Mayor Daley and several of his allies on the City Council are asking the city’s police officers and fire fighters to take 24 furlough days next year. Once again an employer – in this case, city government – is looking to balance its books by asking its employees to sacrifice. More than all of the bank bailouts and layoffs, the hallmark of this recession will be how employers have been embolden in their ability to convince employees to work for less.
Isn’t it better to be furloughed for a couple of weeks – even four or five weeks – rather than be laid off? Let’s do the math again. Say a police officer makes $75,000 for the year, about $1,500 per week. Five weeks of furlough days would mean a salary cut of $7,500 for the year. How many families could balance their budget losing that much income? Moreover, how will these cuts affect morale?
Wall Street brazenly tells us that it must pay million dollar bonuses to keep its “talent.” What about the talent that works for city government?
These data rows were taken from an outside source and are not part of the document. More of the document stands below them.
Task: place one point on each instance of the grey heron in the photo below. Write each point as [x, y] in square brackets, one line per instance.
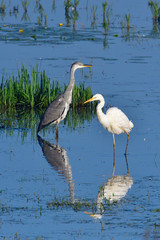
[58, 108]
[114, 120]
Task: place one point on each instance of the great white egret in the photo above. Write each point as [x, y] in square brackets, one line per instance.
[114, 120]
[57, 110]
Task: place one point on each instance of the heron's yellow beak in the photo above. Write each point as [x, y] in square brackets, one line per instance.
[89, 100]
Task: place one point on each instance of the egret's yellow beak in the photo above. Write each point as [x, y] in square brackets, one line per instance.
[89, 100]
[87, 65]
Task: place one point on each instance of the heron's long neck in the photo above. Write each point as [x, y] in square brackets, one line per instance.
[69, 89]
[101, 116]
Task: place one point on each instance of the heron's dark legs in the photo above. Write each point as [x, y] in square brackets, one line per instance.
[127, 143]
[56, 137]
[114, 146]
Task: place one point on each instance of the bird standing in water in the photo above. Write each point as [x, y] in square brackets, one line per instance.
[58, 108]
[114, 120]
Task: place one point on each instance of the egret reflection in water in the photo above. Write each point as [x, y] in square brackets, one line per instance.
[112, 191]
[58, 159]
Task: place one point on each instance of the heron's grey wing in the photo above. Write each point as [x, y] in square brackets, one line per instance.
[53, 112]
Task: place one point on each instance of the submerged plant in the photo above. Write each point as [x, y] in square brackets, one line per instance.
[25, 4]
[2, 7]
[127, 29]
[94, 16]
[71, 12]
[106, 14]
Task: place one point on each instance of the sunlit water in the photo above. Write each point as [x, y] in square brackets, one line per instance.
[33, 174]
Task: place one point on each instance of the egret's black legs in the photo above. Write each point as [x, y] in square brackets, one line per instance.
[114, 147]
[127, 143]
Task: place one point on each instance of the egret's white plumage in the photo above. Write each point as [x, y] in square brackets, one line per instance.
[115, 121]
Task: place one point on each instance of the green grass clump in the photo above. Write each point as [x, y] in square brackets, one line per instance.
[155, 9]
[35, 90]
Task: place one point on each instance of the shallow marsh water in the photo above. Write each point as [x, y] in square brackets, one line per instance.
[126, 72]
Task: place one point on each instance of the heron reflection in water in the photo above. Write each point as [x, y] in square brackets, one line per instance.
[112, 191]
[58, 159]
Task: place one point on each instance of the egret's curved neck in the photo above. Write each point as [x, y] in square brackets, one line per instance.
[101, 116]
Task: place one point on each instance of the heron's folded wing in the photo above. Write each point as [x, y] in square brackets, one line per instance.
[54, 111]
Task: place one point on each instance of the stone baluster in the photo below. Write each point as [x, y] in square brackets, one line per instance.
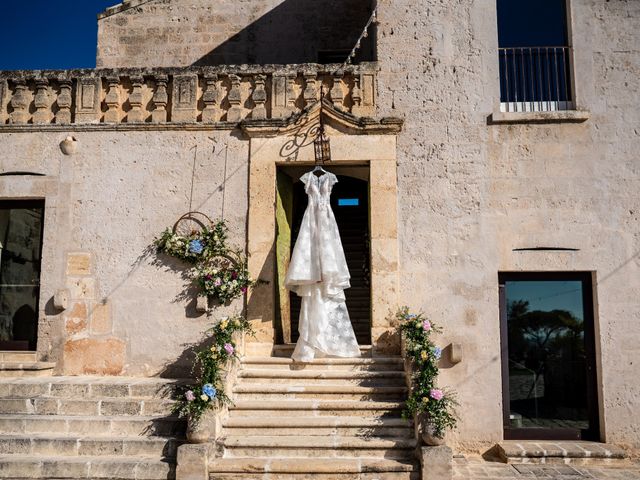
[291, 92]
[63, 115]
[337, 95]
[160, 100]
[210, 98]
[310, 93]
[41, 102]
[20, 103]
[112, 100]
[259, 97]
[235, 99]
[136, 114]
[4, 93]
[356, 96]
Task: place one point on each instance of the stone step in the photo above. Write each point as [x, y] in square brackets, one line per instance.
[322, 426]
[77, 387]
[43, 445]
[92, 425]
[257, 391]
[18, 356]
[25, 369]
[287, 349]
[320, 377]
[101, 467]
[290, 408]
[325, 364]
[316, 446]
[81, 406]
[317, 468]
[571, 452]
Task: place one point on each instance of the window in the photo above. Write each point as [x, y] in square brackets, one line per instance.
[534, 56]
[548, 356]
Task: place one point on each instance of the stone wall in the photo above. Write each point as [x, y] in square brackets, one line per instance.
[205, 32]
[470, 192]
[130, 311]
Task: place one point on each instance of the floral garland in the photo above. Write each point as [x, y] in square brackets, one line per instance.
[220, 272]
[425, 397]
[208, 369]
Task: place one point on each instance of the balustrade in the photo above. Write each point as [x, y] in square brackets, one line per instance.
[192, 95]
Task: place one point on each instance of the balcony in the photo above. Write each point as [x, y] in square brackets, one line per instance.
[221, 96]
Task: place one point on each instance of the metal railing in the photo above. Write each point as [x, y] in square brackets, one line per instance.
[535, 79]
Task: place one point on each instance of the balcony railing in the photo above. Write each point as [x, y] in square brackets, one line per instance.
[535, 79]
[223, 95]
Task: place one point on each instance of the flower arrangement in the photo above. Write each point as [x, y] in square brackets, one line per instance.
[426, 397]
[219, 271]
[208, 369]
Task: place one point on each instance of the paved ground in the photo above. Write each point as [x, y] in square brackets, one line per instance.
[471, 468]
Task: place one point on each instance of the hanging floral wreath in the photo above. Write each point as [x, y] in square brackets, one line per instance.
[219, 271]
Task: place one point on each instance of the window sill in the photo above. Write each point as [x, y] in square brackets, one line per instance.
[558, 116]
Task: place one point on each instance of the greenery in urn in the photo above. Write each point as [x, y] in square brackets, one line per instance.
[426, 397]
[209, 368]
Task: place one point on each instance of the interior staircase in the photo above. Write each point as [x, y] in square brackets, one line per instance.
[87, 427]
[330, 419]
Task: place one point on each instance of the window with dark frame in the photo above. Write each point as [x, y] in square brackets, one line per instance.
[534, 56]
[548, 355]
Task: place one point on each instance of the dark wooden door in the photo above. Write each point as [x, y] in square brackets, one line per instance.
[350, 204]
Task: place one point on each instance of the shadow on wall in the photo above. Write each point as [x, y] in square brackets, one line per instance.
[300, 31]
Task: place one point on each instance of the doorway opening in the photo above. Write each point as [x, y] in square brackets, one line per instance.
[350, 205]
[21, 224]
[548, 356]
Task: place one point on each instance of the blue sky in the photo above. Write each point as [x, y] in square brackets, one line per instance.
[44, 34]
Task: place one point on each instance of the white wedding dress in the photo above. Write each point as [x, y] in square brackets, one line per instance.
[318, 273]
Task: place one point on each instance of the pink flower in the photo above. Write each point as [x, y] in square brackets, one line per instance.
[436, 394]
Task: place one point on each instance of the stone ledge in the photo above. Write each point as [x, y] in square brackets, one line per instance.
[561, 116]
[515, 451]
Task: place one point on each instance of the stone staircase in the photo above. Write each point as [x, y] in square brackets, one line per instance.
[87, 427]
[329, 419]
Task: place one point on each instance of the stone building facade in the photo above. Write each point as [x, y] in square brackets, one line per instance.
[460, 190]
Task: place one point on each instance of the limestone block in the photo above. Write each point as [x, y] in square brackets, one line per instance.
[81, 288]
[436, 463]
[90, 356]
[61, 299]
[79, 264]
[76, 320]
[101, 319]
[184, 105]
[193, 463]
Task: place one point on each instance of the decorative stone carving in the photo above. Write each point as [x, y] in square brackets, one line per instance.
[136, 114]
[310, 93]
[160, 100]
[259, 97]
[63, 115]
[235, 99]
[88, 100]
[337, 95]
[184, 100]
[20, 103]
[112, 100]
[210, 112]
[41, 102]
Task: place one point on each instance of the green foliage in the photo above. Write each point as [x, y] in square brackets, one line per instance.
[220, 272]
[209, 368]
[425, 397]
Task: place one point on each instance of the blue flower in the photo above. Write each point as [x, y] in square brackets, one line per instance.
[209, 391]
[195, 246]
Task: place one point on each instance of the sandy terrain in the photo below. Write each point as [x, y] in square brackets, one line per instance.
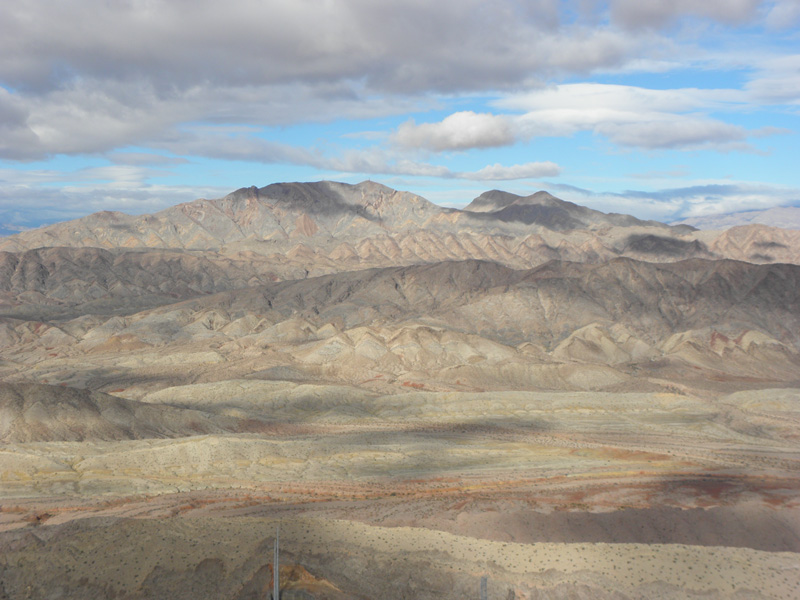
[550, 495]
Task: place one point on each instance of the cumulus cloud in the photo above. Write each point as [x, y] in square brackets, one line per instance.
[634, 117]
[498, 172]
[93, 76]
[661, 13]
[459, 131]
[704, 198]
[777, 81]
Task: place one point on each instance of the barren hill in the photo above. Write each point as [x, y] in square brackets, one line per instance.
[304, 229]
[46, 413]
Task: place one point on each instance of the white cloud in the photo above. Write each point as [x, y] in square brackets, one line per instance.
[633, 117]
[777, 81]
[499, 172]
[784, 14]
[459, 131]
[635, 14]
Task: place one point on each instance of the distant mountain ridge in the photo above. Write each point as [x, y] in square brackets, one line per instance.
[786, 217]
[296, 230]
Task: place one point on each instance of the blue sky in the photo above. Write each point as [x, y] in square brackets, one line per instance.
[661, 108]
I’m sure the city is banking on the fact that many police officers and fire fighters will not want to leave one of the few jobs that offers a good pension. That incentive may keep many on the job. It will not make them work harder or happier. Don’t get me wrong. Public safety officers are dedicated people who will do their duty, but they will – and should be – bitter. Risk your life – and give back 10% of your pay.
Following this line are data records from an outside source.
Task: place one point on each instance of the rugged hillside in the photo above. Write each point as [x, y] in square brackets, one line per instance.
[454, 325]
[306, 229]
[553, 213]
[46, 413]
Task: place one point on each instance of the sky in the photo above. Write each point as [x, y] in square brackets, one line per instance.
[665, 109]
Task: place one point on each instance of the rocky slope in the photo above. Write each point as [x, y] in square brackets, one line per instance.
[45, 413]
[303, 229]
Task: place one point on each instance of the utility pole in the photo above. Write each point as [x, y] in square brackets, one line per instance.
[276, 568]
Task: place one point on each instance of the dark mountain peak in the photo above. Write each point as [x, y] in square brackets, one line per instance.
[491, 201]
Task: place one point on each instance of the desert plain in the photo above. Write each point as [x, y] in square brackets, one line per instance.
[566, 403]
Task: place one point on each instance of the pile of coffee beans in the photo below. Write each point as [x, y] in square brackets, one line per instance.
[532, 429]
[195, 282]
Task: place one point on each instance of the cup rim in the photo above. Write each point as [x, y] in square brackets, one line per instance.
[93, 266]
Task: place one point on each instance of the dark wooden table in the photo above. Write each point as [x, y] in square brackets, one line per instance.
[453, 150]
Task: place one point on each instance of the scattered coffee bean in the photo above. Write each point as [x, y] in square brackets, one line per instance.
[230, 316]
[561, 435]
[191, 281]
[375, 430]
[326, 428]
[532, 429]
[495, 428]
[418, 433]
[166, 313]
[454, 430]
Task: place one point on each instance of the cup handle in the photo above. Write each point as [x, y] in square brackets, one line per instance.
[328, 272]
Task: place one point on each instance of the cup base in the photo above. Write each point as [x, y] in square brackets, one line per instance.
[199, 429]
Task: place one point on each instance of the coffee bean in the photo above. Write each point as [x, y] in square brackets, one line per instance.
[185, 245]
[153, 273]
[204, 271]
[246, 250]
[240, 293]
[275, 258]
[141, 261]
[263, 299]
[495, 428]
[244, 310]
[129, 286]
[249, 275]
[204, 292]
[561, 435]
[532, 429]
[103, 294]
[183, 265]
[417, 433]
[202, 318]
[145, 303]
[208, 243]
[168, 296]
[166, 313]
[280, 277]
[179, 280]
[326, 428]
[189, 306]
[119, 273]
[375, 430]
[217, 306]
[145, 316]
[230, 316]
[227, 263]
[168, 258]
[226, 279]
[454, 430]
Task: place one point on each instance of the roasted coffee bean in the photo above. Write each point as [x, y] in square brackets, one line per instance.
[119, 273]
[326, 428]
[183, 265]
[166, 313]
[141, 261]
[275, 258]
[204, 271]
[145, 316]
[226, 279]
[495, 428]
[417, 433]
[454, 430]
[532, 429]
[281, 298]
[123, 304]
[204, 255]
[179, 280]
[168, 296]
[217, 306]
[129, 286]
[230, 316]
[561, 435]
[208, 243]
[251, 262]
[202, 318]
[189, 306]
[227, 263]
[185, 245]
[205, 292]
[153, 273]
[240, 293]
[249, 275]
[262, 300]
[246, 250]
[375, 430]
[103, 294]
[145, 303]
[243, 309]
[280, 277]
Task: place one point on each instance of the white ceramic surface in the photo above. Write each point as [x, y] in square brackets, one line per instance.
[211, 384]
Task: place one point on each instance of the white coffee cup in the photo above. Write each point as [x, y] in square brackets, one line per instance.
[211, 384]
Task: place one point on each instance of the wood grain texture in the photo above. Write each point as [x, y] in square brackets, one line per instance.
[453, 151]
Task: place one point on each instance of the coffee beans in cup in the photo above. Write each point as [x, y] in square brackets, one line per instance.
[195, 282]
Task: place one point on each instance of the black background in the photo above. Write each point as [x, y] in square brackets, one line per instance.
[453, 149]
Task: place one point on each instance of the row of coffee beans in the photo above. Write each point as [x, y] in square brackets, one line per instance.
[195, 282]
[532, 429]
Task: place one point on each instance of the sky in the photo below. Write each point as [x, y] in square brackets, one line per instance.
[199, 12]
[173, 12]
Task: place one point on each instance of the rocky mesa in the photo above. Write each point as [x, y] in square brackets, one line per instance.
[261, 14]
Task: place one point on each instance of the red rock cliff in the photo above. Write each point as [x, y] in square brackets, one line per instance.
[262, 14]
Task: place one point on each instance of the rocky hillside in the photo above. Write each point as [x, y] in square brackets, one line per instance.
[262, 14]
Every business has priorities. For city government, what could be a higher priority than public safety? If this plan takes effect, it will be a matter of time before other departments are asked to take even more furlough days. Where will it end?
Whether the employer is public or private, the practice of asking employees to take days off without pay is wrong. Employers benefit more from furlough days because the company saves money and gets to keep its trained employees. When an employer lays off workers, there will be costs and time needed for hiring and training. Furlough days work well for employers. They win. Workers lose.